Salvo e Silvana sono rimasti – o sono sempre stati – soli, ormai elementi del paesaggio del quartiere, con il loro cartone, la tenda, le sedie. La gente che qualche settimana fa’ sgomitava per aiutarli si è abituata a loro, e non si volta nemmeno più per un saluto o un sorriso. Di fronte la richiesta di utilizzare le docce dell’oratorio della vicina parrocchia si sono trovati di fronte (alla faccia del nome della parrocchia) all’immotivato rifiuto del parroco, Padre Michele Polizzi, il quale «va poi a dire in giro che ci sta aiutando». E se Silvana mi racconta tranquillamente, e ride anche, «io non entro in chiesa mentre c’è messa, io mi vergogno ad entrare vestita così, perché la gente mi eviterebbe, nessuno mi darebbe la mano», parlare del parroco la fa un po’ più seria. «Vogliono togliermi la fede, a loro interessano solamente i matrimoni e le offerte».
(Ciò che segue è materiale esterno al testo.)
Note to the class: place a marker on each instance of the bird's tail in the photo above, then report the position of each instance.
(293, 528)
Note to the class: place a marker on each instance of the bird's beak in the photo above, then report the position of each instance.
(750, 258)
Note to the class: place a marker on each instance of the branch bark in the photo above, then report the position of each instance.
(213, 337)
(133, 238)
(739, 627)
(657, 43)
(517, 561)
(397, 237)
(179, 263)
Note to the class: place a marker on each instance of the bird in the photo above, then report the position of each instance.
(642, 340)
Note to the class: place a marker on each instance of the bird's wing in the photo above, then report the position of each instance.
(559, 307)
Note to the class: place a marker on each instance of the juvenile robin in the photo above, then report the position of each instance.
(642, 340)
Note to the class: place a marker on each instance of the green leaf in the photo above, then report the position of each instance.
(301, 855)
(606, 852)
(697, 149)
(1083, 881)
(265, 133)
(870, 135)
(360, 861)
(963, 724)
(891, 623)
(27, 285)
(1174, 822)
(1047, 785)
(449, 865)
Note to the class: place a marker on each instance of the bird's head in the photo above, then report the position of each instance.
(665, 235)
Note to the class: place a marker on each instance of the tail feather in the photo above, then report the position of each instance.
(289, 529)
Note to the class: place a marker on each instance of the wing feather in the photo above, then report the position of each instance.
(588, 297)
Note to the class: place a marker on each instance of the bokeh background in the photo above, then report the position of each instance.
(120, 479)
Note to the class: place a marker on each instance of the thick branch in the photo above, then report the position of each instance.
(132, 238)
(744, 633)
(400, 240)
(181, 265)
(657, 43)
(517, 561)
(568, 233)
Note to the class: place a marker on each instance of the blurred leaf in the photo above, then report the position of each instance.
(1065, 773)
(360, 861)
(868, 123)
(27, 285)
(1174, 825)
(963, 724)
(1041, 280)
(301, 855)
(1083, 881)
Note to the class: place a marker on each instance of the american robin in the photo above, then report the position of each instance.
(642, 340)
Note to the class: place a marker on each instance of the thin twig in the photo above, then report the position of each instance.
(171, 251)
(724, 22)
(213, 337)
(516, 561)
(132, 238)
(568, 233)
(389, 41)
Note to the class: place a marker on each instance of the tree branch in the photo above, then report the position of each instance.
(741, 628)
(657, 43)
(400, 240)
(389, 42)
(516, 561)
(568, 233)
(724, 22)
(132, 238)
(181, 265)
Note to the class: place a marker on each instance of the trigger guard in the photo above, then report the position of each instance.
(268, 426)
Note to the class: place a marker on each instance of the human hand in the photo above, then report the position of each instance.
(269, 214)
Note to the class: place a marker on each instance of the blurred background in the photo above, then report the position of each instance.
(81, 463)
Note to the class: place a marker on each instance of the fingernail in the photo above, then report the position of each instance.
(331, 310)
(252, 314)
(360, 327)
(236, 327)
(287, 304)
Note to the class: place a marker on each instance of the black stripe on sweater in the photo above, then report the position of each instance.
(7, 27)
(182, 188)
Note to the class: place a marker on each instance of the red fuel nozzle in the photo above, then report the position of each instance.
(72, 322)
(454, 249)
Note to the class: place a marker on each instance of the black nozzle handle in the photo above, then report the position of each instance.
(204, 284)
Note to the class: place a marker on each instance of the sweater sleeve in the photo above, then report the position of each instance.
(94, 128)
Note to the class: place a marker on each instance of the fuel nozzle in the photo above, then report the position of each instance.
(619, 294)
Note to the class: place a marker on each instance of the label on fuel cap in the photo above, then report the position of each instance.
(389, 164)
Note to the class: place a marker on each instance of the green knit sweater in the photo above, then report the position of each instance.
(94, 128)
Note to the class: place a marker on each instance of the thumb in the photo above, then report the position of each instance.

Intanto il matrimonio è finito e i giovani sposi escono dalla chiesa. E intanto, mentre suonano le campane, torna Salvo, con l’aria di uno a cui la ricerca è andata male anche oggi ed un sacchetto fra le mani di ignota provenienza. Silvana conclude. «A volte, anche a sessant’anni, ti senti come una bambina. A volte hai anche le stesse paure di una bambina».«Non cerchiamo un aiuto consistente a tutti i costi, ma almeno un sorriso da tutti mi piacerebbe riceverlo».
Oggi la cosa che Silvana e Salvo vorrebbero di più al mondo è la loro roulotte, ma ci sono 2.400 euro di cauzione in mezzo. E vorrebbero anche i loro indumenti e i loro documenti, sequestrati illegittimamente dalla Polizia Municipale insieme alla stessa roulotte. E poi c’è il sogno. Il sogno di ricevere quello che il sindaco Cammarata, dopo gli scontri di fronte a Palazzo delle Aquile, aveva definito come un “presunto” diritto. Una casa. E la possibilità di «risollevarci da terra». Passo dopo passo. Un sorriso, una roulotte, una casa.